Le prove da affrontare poi, sono massacranti, con i Rally di Monte Carlo da oltre 30 tappe (più di 700 chilometri cronometrati complessivi), i Tour de Corse da 1000 chilometri e soprattutto il “vero” Safari, nulla a che vedere con le gare di oggi che si aggirano sui 300 chilometri.
1982, l’anno della svolta
In ogni caso, il vero anno di svolta è il 1982, allorché la FISA (l’allora commissione della FIA che organizzava le competizioni automobilistiche, abolita nel 1993, con la riforma che riportava suddetta competenza direttamente in seno alla FIA stessa) introduce, a partire dalla stagione successiva, le Gruppo B, in sostituzione sia delle Gruppo 4 (Gran Turismo modificate) che delle Gruppo 5 (GT prototipo).

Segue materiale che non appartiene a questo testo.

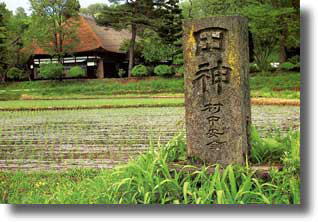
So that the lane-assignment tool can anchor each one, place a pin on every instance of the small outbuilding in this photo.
(97, 51)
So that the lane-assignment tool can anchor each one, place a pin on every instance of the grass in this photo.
(272, 85)
(90, 103)
(149, 180)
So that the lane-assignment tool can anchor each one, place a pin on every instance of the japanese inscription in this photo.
(216, 89)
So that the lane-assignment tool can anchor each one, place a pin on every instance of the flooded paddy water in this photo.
(104, 138)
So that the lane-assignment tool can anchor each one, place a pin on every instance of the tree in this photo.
(170, 27)
(93, 10)
(133, 14)
(54, 25)
(17, 27)
(4, 38)
(274, 24)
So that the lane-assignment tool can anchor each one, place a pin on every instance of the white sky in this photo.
(13, 4)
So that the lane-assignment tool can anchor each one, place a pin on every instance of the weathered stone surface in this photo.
(218, 110)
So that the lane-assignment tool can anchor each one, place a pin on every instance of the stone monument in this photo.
(217, 96)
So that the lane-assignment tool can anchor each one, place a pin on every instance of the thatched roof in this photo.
(92, 37)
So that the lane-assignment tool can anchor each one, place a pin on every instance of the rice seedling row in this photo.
(59, 140)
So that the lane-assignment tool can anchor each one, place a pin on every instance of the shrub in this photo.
(163, 70)
(76, 72)
(15, 74)
(288, 66)
(254, 68)
(51, 71)
(178, 60)
(180, 71)
(121, 73)
(139, 70)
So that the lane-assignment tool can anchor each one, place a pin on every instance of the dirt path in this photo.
(56, 140)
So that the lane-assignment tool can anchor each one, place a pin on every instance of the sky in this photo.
(13, 4)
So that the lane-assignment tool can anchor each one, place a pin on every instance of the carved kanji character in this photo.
(213, 119)
(220, 74)
(215, 145)
(214, 133)
(212, 108)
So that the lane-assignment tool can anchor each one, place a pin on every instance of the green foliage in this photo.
(54, 25)
(76, 72)
(178, 59)
(254, 68)
(275, 25)
(139, 71)
(121, 73)
(163, 70)
(150, 179)
(155, 50)
(15, 74)
(51, 71)
(180, 71)
(4, 38)
(93, 10)
(288, 66)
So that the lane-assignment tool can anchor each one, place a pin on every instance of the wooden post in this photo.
(217, 96)
(100, 69)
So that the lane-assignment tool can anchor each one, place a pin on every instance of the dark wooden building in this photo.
(97, 52)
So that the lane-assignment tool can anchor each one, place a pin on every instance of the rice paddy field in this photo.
(103, 138)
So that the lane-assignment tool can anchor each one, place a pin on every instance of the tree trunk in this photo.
(132, 49)
(282, 48)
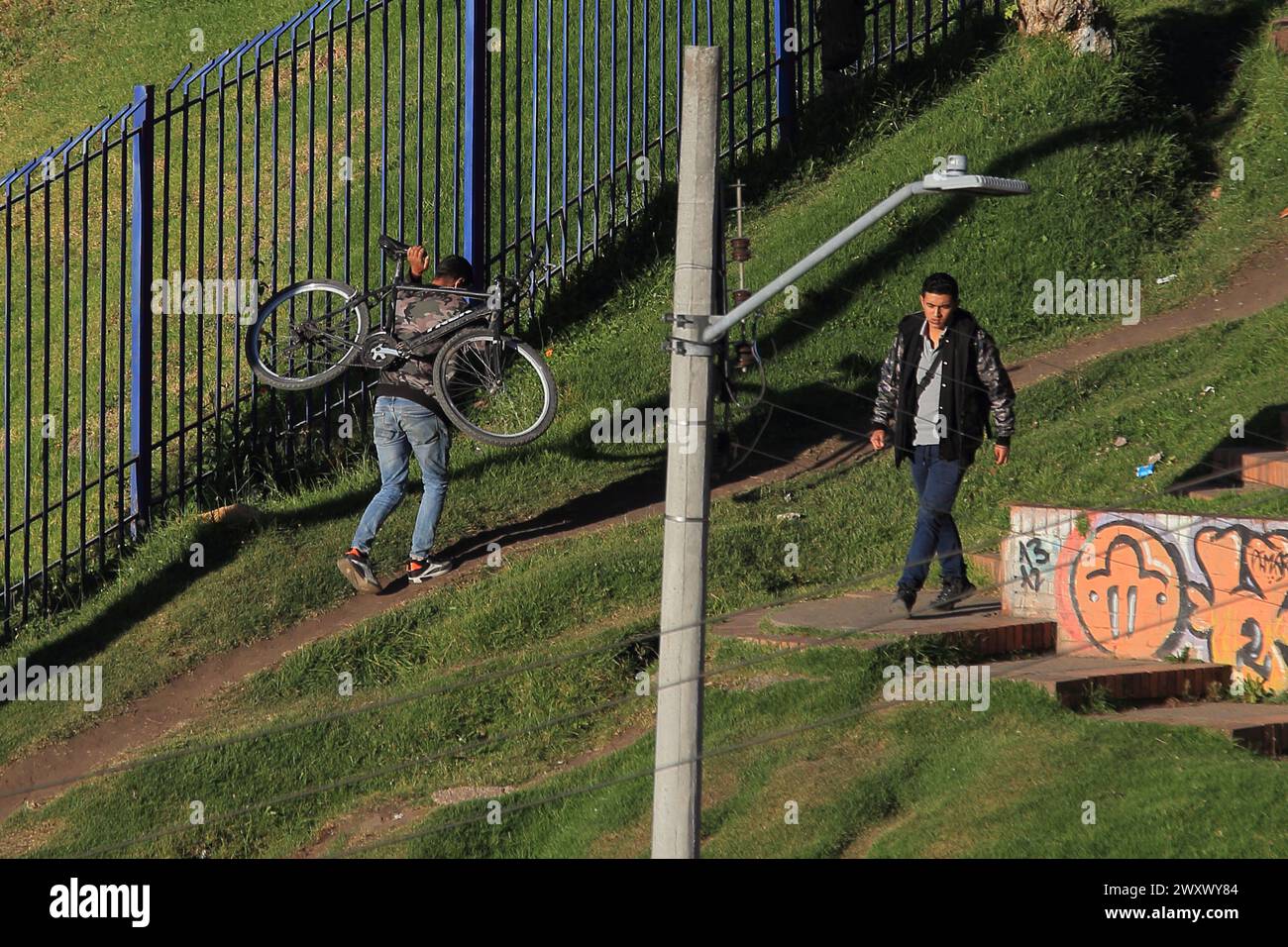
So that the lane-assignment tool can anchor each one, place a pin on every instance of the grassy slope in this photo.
(166, 607)
(1033, 763)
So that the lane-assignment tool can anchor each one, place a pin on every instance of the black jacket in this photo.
(975, 386)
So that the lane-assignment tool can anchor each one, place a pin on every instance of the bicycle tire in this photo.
(462, 421)
(331, 287)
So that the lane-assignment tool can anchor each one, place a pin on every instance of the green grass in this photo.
(174, 616)
(557, 635)
(1121, 159)
(287, 191)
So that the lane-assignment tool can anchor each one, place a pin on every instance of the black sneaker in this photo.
(905, 598)
(954, 590)
(420, 570)
(356, 566)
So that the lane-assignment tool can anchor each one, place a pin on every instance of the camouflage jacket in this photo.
(977, 388)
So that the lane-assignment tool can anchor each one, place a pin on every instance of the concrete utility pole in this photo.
(678, 780)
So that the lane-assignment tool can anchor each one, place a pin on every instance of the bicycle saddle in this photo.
(393, 249)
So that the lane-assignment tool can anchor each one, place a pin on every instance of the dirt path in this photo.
(1258, 283)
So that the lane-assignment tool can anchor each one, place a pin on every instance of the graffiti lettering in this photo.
(1131, 592)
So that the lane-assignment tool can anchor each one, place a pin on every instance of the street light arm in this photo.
(787, 277)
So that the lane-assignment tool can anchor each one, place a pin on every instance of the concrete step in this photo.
(1249, 467)
(1224, 492)
(862, 618)
(1260, 727)
(1265, 468)
(1072, 678)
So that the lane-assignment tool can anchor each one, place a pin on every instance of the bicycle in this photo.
(490, 385)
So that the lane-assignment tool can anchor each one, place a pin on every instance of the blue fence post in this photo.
(785, 73)
(141, 311)
(476, 202)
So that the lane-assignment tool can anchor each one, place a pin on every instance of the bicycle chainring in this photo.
(381, 351)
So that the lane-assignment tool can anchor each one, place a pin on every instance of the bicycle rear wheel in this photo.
(494, 388)
(307, 334)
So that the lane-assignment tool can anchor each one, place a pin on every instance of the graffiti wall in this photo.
(1154, 583)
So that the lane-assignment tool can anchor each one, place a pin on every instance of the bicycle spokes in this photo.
(494, 386)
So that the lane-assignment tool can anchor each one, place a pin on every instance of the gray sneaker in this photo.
(905, 598)
(356, 566)
(954, 590)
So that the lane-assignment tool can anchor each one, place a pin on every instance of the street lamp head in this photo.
(953, 176)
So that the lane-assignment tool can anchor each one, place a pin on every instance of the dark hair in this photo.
(939, 283)
(455, 266)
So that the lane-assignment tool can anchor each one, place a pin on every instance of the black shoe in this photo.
(420, 570)
(356, 566)
(954, 590)
(905, 598)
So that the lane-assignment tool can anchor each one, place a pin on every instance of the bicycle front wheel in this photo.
(494, 388)
(307, 334)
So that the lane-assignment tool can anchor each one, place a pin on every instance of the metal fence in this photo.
(480, 127)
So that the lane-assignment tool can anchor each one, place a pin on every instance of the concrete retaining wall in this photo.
(1138, 583)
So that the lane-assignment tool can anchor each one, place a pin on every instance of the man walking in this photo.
(940, 382)
(407, 420)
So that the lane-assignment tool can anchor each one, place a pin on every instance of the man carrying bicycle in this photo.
(408, 420)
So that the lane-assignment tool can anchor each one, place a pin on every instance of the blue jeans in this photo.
(403, 427)
(936, 482)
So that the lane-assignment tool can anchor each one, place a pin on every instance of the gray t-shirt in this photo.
(927, 405)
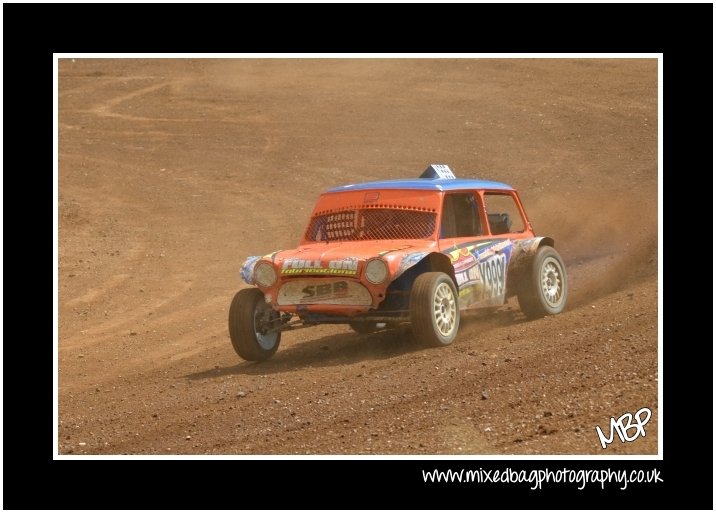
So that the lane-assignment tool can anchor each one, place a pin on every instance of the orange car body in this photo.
(364, 242)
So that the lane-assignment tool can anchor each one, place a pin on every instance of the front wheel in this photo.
(249, 320)
(544, 291)
(434, 309)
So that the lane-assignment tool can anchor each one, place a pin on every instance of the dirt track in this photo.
(173, 171)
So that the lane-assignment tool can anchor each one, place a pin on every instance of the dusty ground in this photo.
(171, 172)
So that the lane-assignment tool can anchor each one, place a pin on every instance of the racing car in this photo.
(382, 254)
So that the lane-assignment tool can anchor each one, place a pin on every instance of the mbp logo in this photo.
(623, 424)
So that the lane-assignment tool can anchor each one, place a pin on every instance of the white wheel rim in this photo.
(262, 314)
(444, 309)
(552, 282)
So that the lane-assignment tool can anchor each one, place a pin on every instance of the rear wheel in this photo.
(544, 291)
(249, 320)
(434, 309)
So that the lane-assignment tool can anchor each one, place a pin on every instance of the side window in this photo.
(461, 216)
(503, 214)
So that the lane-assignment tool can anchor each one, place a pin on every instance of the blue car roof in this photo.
(449, 184)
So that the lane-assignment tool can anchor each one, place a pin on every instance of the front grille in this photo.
(371, 224)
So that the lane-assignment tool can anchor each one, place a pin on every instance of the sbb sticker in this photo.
(326, 290)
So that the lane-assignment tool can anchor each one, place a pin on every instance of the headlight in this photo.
(264, 274)
(376, 271)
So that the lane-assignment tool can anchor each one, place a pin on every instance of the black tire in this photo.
(247, 312)
(544, 291)
(434, 309)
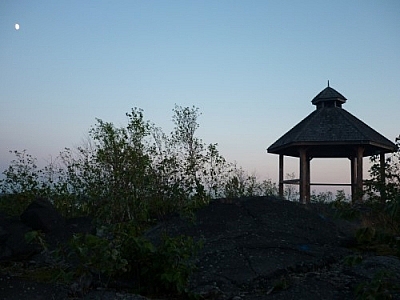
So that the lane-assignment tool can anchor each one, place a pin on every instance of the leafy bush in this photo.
(115, 252)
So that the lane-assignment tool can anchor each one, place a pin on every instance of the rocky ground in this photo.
(258, 248)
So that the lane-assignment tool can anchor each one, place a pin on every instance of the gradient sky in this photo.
(252, 68)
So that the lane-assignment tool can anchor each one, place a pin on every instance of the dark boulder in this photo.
(13, 244)
(41, 215)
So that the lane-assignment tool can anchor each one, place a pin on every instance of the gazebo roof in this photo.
(331, 131)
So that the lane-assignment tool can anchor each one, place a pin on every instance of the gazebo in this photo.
(330, 132)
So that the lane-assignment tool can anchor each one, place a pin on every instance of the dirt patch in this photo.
(254, 248)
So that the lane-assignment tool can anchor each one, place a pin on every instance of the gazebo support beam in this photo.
(353, 176)
(359, 183)
(304, 177)
(281, 165)
(383, 177)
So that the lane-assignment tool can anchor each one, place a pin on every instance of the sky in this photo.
(251, 67)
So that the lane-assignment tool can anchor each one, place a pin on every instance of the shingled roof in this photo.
(331, 131)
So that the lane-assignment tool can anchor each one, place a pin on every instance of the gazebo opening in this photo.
(330, 132)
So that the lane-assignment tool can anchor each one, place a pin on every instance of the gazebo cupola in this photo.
(328, 98)
(330, 132)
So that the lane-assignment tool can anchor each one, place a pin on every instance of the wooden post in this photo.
(353, 172)
(308, 193)
(280, 184)
(359, 192)
(304, 176)
(383, 177)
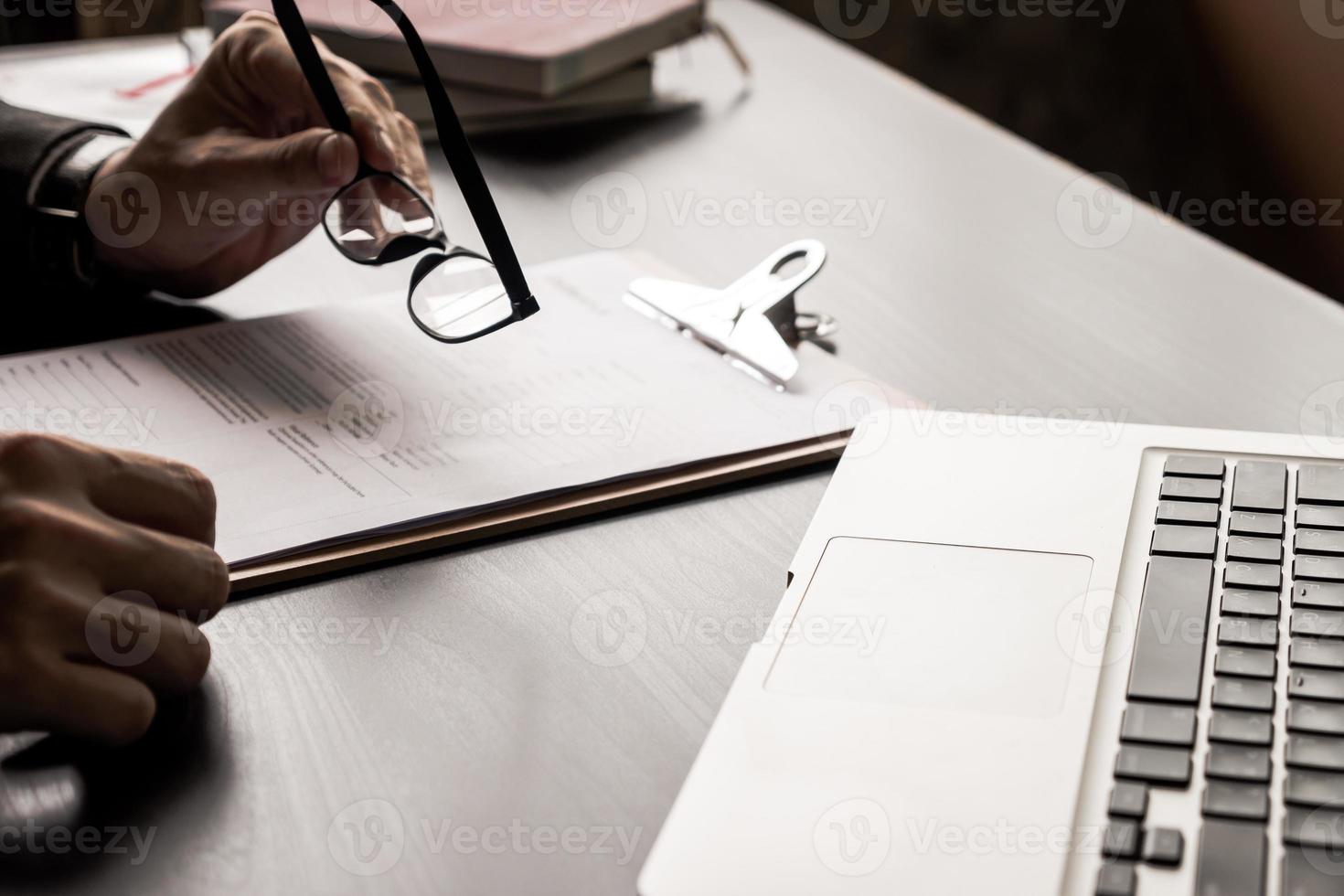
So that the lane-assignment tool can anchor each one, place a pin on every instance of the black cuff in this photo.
(62, 248)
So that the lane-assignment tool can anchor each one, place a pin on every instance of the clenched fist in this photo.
(106, 571)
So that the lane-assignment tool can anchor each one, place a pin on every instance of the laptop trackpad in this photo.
(943, 626)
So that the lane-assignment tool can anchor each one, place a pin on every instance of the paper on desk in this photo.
(326, 425)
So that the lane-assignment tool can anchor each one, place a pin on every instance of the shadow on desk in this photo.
(57, 323)
(73, 812)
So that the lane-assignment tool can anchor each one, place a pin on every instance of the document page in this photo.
(326, 425)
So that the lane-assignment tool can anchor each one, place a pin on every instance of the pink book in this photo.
(537, 48)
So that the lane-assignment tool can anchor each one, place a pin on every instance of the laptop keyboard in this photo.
(1249, 584)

Tutto sommato, i nuovi prototipi nascono nella cornice tecnica di un regolamento con poche restrizioni: un minimo di 200 esemplari prodotti per ottenere l’omologazione e per il resto, come detto, nessuna particolare limitazione alle prestazioni, né alle caratteristiche delle vetture.
E così, le grandi case cominciano ad impegnarsi nel progettare modelli sempre più performanti e leggeri, con punte di oltre 500 cavalli (forse anche 600) tra l’85 e l’86, biennio di massimo sviluppo: i costruttori infatti, avevano imparato considerare il Mondiale Rally un’importante banco di sperimentazione per i modelli da strada, oltreché un grande palcoscenico per affermare la propria immagine; il tutto mentre gli appassionati si moltiplicavano, assiepandosi ai bordi delle strade.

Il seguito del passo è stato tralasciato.